# 3/8” gas line into firebox?



## Handyman234 (Mar 13, 2021)

I'm converting a firebox to have gas logs.  All the controls (electronic ignition, gas valve, and quarter turn valve to regulate flame height) will be located outside the firebox.  The burner and log set will be 24” size.

The firebox has a prefabricated 1” tube that runs through the side wall.  Through that tube I need to run the 1/4” pilot tubing, the main gas line, and the wires for the igniter and ground.  To fit inside that diameter, I will need to use a 10” nipple of 3/8” pipe for the main line, whereas all the other piping is 1/2” (or greater).

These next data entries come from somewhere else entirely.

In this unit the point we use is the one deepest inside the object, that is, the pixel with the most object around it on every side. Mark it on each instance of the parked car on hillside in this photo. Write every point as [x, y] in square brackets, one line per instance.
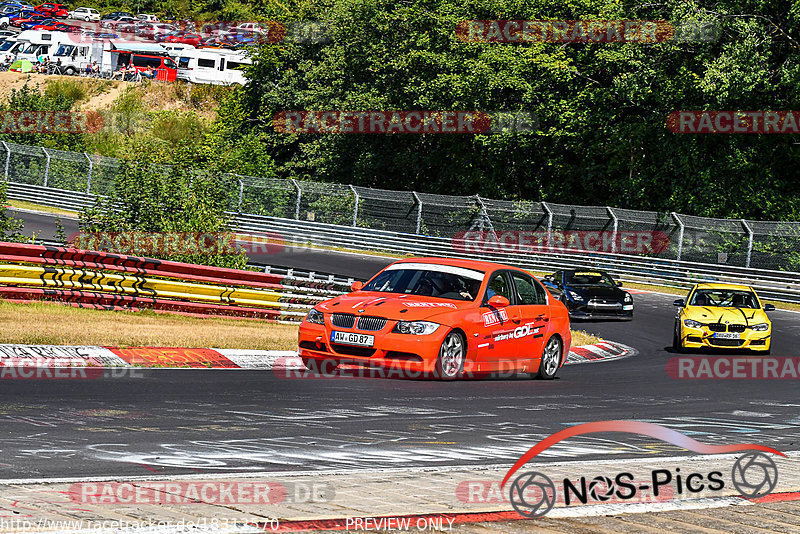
[116, 15]
[184, 38]
[85, 13]
[27, 16]
[53, 10]
[36, 21]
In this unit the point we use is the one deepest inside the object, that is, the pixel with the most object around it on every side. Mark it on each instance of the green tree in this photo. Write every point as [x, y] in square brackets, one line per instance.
[165, 200]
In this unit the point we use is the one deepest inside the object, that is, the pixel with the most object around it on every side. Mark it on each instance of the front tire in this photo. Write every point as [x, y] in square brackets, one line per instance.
[551, 359]
[677, 346]
[450, 363]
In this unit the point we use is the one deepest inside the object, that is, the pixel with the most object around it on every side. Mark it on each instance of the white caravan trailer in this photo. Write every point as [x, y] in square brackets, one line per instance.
[43, 43]
[106, 52]
[220, 67]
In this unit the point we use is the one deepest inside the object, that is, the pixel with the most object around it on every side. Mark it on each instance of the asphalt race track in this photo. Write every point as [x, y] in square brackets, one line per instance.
[186, 421]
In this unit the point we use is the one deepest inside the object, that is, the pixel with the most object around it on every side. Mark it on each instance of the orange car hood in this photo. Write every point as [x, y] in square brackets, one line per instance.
[393, 306]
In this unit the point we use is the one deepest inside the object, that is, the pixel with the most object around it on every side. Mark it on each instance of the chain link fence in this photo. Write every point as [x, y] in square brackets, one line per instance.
[735, 242]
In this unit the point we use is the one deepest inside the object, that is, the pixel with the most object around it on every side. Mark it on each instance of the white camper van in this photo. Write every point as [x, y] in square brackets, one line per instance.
[219, 67]
[42, 43]
[10, 48]
[106, 52]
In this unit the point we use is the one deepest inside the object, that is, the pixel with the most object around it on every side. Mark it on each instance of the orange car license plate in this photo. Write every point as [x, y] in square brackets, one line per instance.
[351, 338]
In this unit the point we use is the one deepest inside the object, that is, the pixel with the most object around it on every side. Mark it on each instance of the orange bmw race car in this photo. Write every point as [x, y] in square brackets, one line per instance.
[441, 317]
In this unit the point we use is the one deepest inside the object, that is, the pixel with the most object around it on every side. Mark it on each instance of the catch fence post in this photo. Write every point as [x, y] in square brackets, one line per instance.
[419, 211]
[549, 213]
[89, 176]
[8, 157]
[485, 217]
[680, 234]
[355, 208]
[749, 242]
[614, 232]
[297, 204]
[47, 166]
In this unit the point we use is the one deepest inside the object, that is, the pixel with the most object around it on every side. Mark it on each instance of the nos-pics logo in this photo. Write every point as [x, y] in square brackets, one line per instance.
[533, 494]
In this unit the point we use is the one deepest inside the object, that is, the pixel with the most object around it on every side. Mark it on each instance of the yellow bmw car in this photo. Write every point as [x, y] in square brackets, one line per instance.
[722, 316]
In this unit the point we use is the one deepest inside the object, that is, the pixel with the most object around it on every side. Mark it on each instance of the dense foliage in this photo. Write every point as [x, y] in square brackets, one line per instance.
[168, 202]
[602, 107]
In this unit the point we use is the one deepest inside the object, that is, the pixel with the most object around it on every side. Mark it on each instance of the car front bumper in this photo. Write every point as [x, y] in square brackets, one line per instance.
[583, 310]
[695, 338]
[414, 354]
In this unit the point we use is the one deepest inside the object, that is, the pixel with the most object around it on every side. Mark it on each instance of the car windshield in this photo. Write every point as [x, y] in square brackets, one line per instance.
[439, 281]
[588, 278]
[724, 298]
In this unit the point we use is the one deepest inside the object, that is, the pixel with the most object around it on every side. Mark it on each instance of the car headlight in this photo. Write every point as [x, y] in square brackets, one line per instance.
[315, 317]
[417, 328]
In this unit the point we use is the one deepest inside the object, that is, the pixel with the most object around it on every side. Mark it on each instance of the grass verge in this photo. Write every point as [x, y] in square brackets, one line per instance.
[49, 323]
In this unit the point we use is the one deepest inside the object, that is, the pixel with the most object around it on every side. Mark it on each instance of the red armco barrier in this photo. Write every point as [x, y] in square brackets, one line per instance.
[105, 301]
[290, 306]
[48, 255]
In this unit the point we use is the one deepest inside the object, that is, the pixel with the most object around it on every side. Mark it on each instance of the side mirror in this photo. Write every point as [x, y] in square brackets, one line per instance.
[498, 301]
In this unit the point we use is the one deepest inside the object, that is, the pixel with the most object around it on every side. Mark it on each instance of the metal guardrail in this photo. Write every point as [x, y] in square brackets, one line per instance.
[111, 281]
[776, 285]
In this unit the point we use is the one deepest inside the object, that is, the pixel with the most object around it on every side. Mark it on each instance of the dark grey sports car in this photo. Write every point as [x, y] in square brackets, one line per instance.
[590, 294]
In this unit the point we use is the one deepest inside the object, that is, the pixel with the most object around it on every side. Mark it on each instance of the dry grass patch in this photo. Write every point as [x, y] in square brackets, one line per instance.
[50, 323]
[46, 323]
[581, 337]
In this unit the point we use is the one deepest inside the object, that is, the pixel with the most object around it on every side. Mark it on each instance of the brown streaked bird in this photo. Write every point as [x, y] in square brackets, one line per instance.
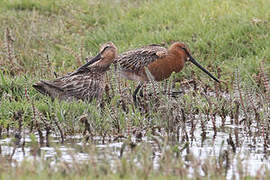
[161, 62]
[86, 83]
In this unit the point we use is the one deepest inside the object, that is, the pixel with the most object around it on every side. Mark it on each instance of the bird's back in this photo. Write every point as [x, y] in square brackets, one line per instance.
[86, 84]
[135, 60]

Will this short run of restricted diameter pipe adversely my flame in a material way?  Modifying the fire box to replace side wall tube with a larger diameter would be a big job.


----------



## DAKSY (Mar 13, 2021)

I assume you have a ZC wood burner that you're converting.
The hole thru the shell should be AT LEAST 3/4" diameter.
There should also be a knock out in the refractory of a similar size.
I'd run 1/2" Corrugated Stainless Steel in to the fire box.
Ward Flex or Trac Pipe or something similar. 
It has a smaller OD the 1/2" BIP, & should leave you room
to get the rest of the components thru...


----------



## Handyman234 (Mar 13, 2021)

Thanks, but I may not have made myself clear.  

The pathway into the firebox through the refractory is in fact greater than 3/4”—it's a 1” (ID) sheet metal tube.  But, it is too tight to fit a 1/2” pipe through it, along with the pilot tubing, etc.  Hence, I need to reduce the pipe size to 3/8” where the main gas line elbows to run horizontally into the firebox.  A 10” run will give me a stub inside the firebox that I can then connect up to the burner with an appropriate flex.

My real concern is whether whether choking down the gas line to the smaller diameter for 10” will have an appreciable effect on the fire.  I'm clueless on gas flow volumes, BTUs, and whatever else affects the “Wow” factor of a gas fireplace.  

What can people tell me me about whether 3/8” is still plenty for a 24” log set?


----------



## DAKSY (Mar 13, 2021)

Natural gas or Propane?


----------



## DAKSY (Mar 13, 2021)

What burner are you installing?
What is the BTU Rating?
How far & what size gas piping is the run to the firebox?


----------



## Handyman234 (Mar 13, 2021)

Natural gas.

1” run for about 40’ off of 1 1/4“ main (includes branch off for cook top), then 3/4” for another 8’ to feed Robertshaw 712-017 control kit, then 1/2” for about 30” to an elbow where I reduce it to 3/8” to go into the firebox.

Don’t have a burner yet.


----------



## Lennox65 (Mar 13, 2021)

This should have all the info:https://www.edcgov.us/Government/building/documents/Gas Pipe Sizing (Natural).pdf


----------



## Handyman234 (Mar 15, 2021)

The comprehensive pipe sizing website would be good if I were laying out a piping plan for my house, but I'm just looking for some practical guidance.  

Whatever the piping is up to the outside of the firebox, it is what it is .  I'm just trying to find out whether  the restriction of a 10” run of 3/8” pipe would make a difference compared to the big job of making the access into the firebox large enough to accommodate  all the piping from the gas valve to be continuously at 1/2” size.  

For that matter, does a 24” burner (say 60,000 BTU?) need to be fed with 1/2” or would 3/8” piping all the way from the valve be more than adequate by itself?


----------



## DAKSY (Mar 15, 2021)

Many gas log sets have a 3/8" gas "whip" running from the hard piping to the gas valve,
& those are usually longer than 2'. You should be good to go with a 10" length.


----------